Salah satu pesanggem yang terdampak adalah Jaswadi, warga Dusun Tileng, Desa Talun, Kecamatan Montong. Ia mengaku sebagian lahan garapannya ikut digunakan dalam persiapan kegiatan panen raya Presiden pada Sabtu, 16 Mei 2026.
BACA: Prabowo Luncurkan 166 SPPG Polri di Tuban untuk Dukung Program Makan Bergizi Gratis
Menurut Jaswadi, total lahan yang dipakai untuk kebutuhan acara mencapai sekitar 2,75 hektare dan digarap oleh tiga petani.
“Sekitar 1 hektare dipakai untuk parkir kendaraan tamu, sedangkan sekitar 7.500 meter persegi digunakan untuk lokasi utama acara panen raya,” ujarnya saat ditemui, Selasa, 19 Mei 2026.
Jaswadi mengaku tidak keberatan lahannya dipakai karena menyadari status tanah tersebut merupakan milik negara. Namun ia terkejut karena proses persiapan lokasi melibatkan alat berat hingga pengurukan material semen reject tanpa pemberitahuan sebelumnya.
Para petani penggarap hanya berharap lahan yang digunakan saat kunjungan Presiden dapat dinormalisasi agar kembali bisa dimanfaatkan untuk bertani. Foto: Zidni Ilman
“Saya tidak masalah sekali, toh itu tanah milik negara. Tapi kok sampai ada alat berat dan ada pengurukan semen itu kaget, karena tidak diberitahu sebelumnya,” katanya.
Ia menuturkan kondisi lahan saat ini berubah dan belum bisa langsung digunakan kembali untuk menanam jagung. Area parkir mengalami pengerasan akibat timbunan material, sedangkan sebagian area lain diratakan menggunakan alat berat.
Menurutnya, beberapa bagian lahan bahkan diuruk menggunakan semen reject sehingga tanah harus dipulihkan terlebih dahulu sebelum kembali ditanami.

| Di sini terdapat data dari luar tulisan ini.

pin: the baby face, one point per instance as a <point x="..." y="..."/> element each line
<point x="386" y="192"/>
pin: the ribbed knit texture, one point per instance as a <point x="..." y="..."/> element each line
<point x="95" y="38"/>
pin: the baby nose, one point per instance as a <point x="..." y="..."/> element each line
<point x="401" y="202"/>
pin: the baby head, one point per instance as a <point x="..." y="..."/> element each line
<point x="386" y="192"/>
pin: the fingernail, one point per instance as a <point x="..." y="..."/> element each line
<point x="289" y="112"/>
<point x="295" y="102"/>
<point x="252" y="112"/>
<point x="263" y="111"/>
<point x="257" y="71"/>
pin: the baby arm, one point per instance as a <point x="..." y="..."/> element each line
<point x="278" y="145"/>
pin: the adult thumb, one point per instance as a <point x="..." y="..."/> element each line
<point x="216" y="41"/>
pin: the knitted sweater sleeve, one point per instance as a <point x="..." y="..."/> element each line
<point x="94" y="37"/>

BACA: Kisah Jaswadi, Pesanggem Tuban yang Kehilangan Lahan Garapan Usai Kunjungan Presiden Prabowo
Selain merusak struktur tanah, perubahan kontur lahan juga memunculkan kekhawatiran baru. Jaswadi menyebut area yang sebelumnya berbatu dan aman untuk pertanian kini memiliki lapisan tanah yang tipis setelah diratakan.

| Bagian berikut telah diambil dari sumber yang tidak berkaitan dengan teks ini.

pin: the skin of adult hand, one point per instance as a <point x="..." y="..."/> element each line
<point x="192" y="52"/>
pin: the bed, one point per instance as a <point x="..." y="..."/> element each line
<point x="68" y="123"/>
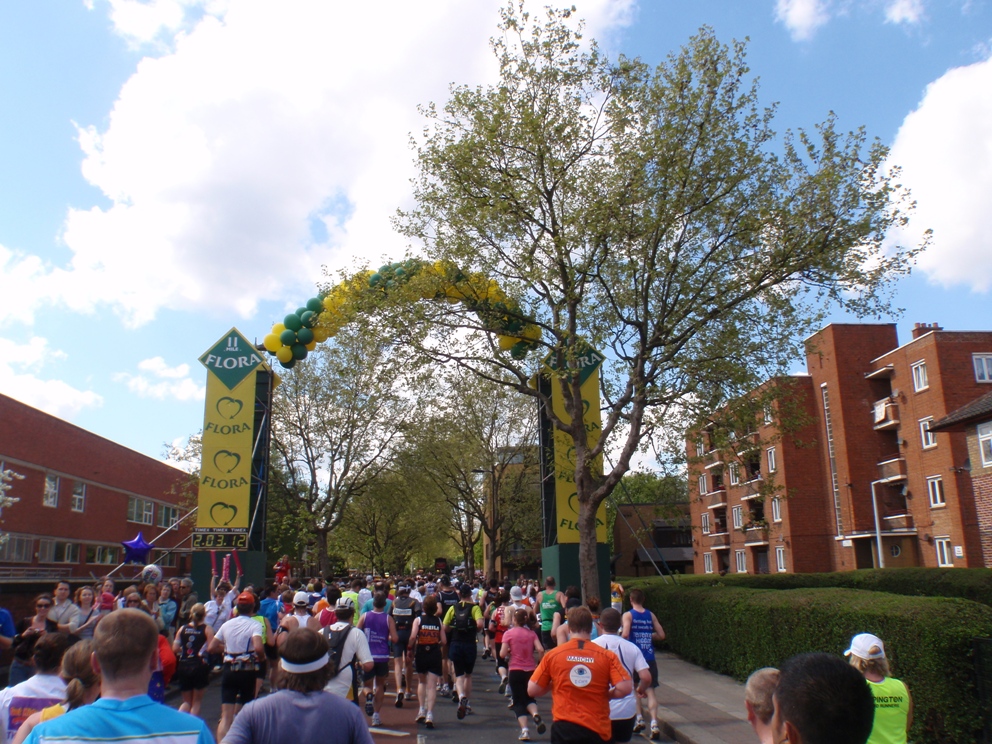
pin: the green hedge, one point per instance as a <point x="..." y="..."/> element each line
<point x="966" y="583"/>
<point x="928" y="640"/>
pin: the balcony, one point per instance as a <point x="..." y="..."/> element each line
<point x="886" y="414"/>
<point x="892" y="470"/>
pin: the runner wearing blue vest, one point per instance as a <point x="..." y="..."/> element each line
<point x="641" y="627"/>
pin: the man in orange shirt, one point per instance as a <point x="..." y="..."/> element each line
<point x="582" y="678"/>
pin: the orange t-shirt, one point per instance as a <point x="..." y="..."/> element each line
<point x="580" y="675"/>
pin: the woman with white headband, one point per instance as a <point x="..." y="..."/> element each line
<point x="301" y="710"/>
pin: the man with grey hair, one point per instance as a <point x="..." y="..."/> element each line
<point x="758" y="693"/>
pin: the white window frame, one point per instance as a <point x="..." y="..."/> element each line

“Tanah yang tipis itu ditakutkan bisa longsor saat hujan, sehingga kalau saya tanami takut gagal,” ujarnya.
Bagi Jaswadi, lahan tersebut menjadi sumber penghasilan utama keluarganya selama hampir 10 tahun terakhir. Dalam satu hektare lahan, ia biasa menanam sekitar 15 hingga 16 kilogram bibit jagung dengan seluruh proses dikerjakan secara mandiri.
“Mulai dari membeli benih jagung di kios hingga panen, saya lakukan sendiri,” katanya.
Kini Jaswadi mengaku bingung harus mengadu ke mana terkait kondisi lahannya. Ia berharap lahan yang digunakan saat kunjungan Presiden dapat dinormalisasi agar kembali bisa dimanfaatkan untuk bertani.
“Saya tidak berharap banyak, tapi setidaknya lahannya dinormalisasikan kembali untuk bisa digunakan bertanam,” pungkasnya.